Al gigante giustizia si è offerto sinora il ruolo ed il compito di essere il grande moralizzatore, ma non ci si è accorti che mentre veniva tarato per far avere al Paese mani linde, progressivamente indebolendosi nelle fondamenta del suo corpo di garanzie, ai suoi piedi- cioè nel suo stesso basamento, fatto del rispetto dei diritti del singolo- si andava piano piano formando il calcare del dispregio del Giusto Processo.
Nel basamento sono i fondi, le strutture, l’organizzazione, sono cioè il funzionamento quotidiano e “normale” della macchina. Quello, per intendersi, destinato a tutti gli altri reati cosiddetti comuni e per tutti gli imputati comuni. Per costoro il gigante non ha bisogno di essere interpellato per essere l’alleato della lotta all’immoralità. Per costoro non importa se il gigante si muova lento, impacciato, vecchio, appesantito, senza risorse e soprattutto se, nel tentativo, di proseguire il suo cammino ed assicurare il suo (vero!) scopo gli sia consentito non avere l’attenzione necessaria ai diritti di garanzia.

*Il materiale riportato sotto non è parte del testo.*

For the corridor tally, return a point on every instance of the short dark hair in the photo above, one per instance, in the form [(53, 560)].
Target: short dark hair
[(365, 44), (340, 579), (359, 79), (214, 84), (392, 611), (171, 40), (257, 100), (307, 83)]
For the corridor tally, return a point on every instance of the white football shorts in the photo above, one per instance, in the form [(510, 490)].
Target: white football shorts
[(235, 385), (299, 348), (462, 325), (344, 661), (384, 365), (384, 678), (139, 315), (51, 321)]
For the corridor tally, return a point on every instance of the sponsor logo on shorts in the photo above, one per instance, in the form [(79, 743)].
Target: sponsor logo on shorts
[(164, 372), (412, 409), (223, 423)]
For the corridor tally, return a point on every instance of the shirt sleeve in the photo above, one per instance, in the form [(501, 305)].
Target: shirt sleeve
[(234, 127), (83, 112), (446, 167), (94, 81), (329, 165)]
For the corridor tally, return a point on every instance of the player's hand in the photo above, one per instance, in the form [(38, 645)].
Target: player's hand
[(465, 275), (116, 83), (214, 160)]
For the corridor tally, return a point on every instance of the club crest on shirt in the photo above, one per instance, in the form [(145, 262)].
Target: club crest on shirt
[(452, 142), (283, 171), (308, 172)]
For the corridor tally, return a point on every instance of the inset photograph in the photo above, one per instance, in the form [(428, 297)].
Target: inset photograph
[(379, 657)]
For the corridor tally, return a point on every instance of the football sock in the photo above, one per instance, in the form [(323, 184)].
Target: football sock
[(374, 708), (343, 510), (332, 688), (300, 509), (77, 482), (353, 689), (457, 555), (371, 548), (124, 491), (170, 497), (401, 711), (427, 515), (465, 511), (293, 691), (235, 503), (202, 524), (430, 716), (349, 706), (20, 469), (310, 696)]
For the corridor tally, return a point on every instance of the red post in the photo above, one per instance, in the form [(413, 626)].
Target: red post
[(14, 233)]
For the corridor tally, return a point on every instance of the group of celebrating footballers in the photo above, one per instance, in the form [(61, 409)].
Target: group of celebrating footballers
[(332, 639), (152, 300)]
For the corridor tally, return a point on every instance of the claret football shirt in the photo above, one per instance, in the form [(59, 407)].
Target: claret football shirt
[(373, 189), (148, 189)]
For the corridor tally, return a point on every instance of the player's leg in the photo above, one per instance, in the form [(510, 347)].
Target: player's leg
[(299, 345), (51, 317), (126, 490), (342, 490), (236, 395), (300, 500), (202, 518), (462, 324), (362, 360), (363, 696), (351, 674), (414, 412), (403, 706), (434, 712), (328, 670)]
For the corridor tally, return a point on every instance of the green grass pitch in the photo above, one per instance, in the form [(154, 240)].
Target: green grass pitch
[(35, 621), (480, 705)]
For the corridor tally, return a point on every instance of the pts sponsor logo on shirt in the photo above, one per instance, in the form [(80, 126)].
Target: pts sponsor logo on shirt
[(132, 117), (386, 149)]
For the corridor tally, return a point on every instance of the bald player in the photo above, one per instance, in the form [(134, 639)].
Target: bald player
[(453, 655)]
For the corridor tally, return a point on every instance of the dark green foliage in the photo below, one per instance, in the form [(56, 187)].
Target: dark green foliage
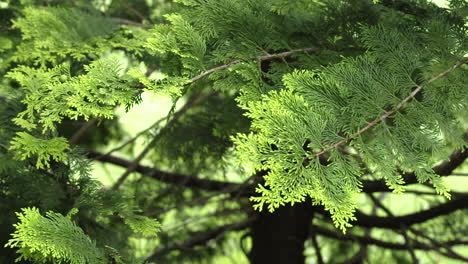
[(298, 100)]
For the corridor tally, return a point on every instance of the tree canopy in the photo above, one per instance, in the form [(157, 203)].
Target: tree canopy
[(325, 131)]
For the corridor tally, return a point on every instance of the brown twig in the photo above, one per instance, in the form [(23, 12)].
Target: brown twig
[(132, 166), (260, 58), (390, 112)]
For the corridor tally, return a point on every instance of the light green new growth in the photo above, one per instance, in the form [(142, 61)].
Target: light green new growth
[(53, 238), (52, 94), (50, 33), (142, 224), (296, 130), (27, 146)]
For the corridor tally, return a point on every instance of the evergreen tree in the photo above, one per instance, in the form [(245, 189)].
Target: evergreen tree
[(293, 126)]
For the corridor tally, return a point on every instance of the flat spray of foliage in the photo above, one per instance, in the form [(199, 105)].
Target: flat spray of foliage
[(398, 100)]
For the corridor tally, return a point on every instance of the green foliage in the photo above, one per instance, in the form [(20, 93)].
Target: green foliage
[(53, 237), (53, 32), (28, 146), (320, 108), (59, 69)]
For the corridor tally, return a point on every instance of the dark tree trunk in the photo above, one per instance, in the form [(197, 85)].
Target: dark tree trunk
[(279, 237)]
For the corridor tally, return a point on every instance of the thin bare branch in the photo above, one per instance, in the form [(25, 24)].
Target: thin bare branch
[(260, 58)]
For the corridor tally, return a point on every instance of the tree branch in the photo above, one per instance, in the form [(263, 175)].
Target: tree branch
[(200, 238), (260, 58), (445, 169), (167, 177), (388, 113), (376, 242), (411, 219), (132, 166)]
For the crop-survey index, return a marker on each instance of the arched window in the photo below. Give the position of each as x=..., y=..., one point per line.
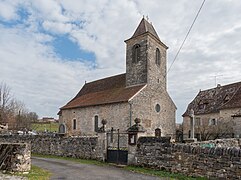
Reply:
x=96, y=123
x=74, y=124
x=158, y=57
x=62, y=128
x=136, y=53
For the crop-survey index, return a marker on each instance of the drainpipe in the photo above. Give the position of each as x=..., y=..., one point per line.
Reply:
x=130, y=112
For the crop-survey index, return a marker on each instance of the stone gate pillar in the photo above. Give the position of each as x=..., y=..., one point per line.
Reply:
x=134, y=132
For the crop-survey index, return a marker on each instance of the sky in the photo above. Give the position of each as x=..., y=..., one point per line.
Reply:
x=49, y=48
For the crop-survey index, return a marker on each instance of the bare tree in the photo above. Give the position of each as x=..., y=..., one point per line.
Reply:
x=5, y=99
x=13, y=112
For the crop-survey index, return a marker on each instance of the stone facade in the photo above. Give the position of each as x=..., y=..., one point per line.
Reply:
x=217, y=111
x=85, y=118
x=15, y=157
x=151, y=102
x=196, y=161
x=221, y=117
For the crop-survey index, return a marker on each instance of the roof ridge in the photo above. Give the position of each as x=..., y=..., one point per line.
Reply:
x=105, y=78
x=231, y=97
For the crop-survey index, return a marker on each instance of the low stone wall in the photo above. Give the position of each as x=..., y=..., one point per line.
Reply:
x=15, y=157
x=216, y=162
x=79, y=147
x=231, y=142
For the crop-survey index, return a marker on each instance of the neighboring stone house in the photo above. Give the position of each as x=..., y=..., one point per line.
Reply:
x=216, y=113
x=139, y=93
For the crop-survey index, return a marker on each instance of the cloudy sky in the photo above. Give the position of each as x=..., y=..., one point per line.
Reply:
x=49, y=48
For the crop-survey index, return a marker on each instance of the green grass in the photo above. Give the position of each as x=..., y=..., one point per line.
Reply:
x=142, y=170
x=82, y=161
x=41, y=127
x=36, y=173
x=160, y=173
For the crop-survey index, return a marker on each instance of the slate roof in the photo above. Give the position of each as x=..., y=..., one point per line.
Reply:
x=104, y=91
x=144, y=27
x=215, y=99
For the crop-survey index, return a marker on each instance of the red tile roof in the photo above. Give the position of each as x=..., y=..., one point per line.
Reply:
x=103, y=91
x=215, y=99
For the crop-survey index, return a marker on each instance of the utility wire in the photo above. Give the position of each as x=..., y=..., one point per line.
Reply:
x=175, y=58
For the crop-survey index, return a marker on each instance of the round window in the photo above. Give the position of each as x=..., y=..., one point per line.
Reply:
x=158, y=108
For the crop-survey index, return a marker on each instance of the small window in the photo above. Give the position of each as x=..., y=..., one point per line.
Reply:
x=136, y=53
x=96, y=123
x=157, y=132
x=158, y=57
x=198, y=121
x=212, y=121
x=158, y=107
x=226, y=98
x=74, y=124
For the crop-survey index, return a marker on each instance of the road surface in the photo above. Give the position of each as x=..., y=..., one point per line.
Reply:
x=63, y=169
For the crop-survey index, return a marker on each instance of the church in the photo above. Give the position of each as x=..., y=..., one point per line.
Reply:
x=118, y=100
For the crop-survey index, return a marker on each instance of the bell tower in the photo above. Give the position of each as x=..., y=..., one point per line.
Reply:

E’ riduttivo, allora, l’approccio secondo cui la priorità assoluta per la riforma della giustizia sia la corruzione (che beninteso è un problema enorme) e che la lotta ad essa ne sia il viatico ineludibile e più avvertito. E’ vero che essa va sradicata nella maniera più decisa, ma ciò non ha nulla a che fare con il malfunzionamento stesso della giustizia. Una giustizia efficace è innanzitutto una giustizia tempestiva, in grado di offrire risposte in tempi ragionevoli. E’ una giustizia che vuole consentire accesso attutte le richieste. E’ una giustizia di qualità che garantisce maggiore uniformità di interpretazione, quindi maggiore certezza del diritto. Ma, soprattutto, una giustizia che funzioni perchè normalmente dotata degli strumenti e delle risorse essenziali con caratteristiche tali da favorire scambi ed investimenti.
Questa giustizia- non l’utilizzo di una giustizia a tutti i costi pur di condurre la lotta al malaffare- assicura una migliore concorrenza delle imprese e dei loro servizi. Basti riflettere a ciò che è avvenuto nel Mezzogiorno negli ultimi venti anni e porsi una domanda. Non è forse vero che il consolidamento e l’espansione della criminalità sono connessi alla diffusione di comportmaneti illegali e criminali nell’attività politica ed amministrativa, favoriti dal controllo dei cospicui flussi di spesa pubblica decentrata, determinando la formazione di un nuovo ceto di mediatori politici largamente permeabile alle pressioni criminose nel tentativo di espandere l’illecito con l’inserimento nel ricco mercato degli appalti pubblici della potenza economica acquisita col narcotraffico ed altre imprese illegali, il tutto nella frequentissima impossibilità talvolta di celebrare i processi per la mancanza delle aule o per la carenza di giudici e personale di cancelleria?
La strada, insomma, non può essere quella seguita fin qui.
Si deve abbandonare la visione secondo cui il gigante debba attivarsi perchè con la sua mole sia di aiuto a combattere fenomeni, e piuttosto avviare la ricerca di interventi strutturali di riforma e non più emergenziali per fronteggiare di volta in volta le “questioni calde” del momento.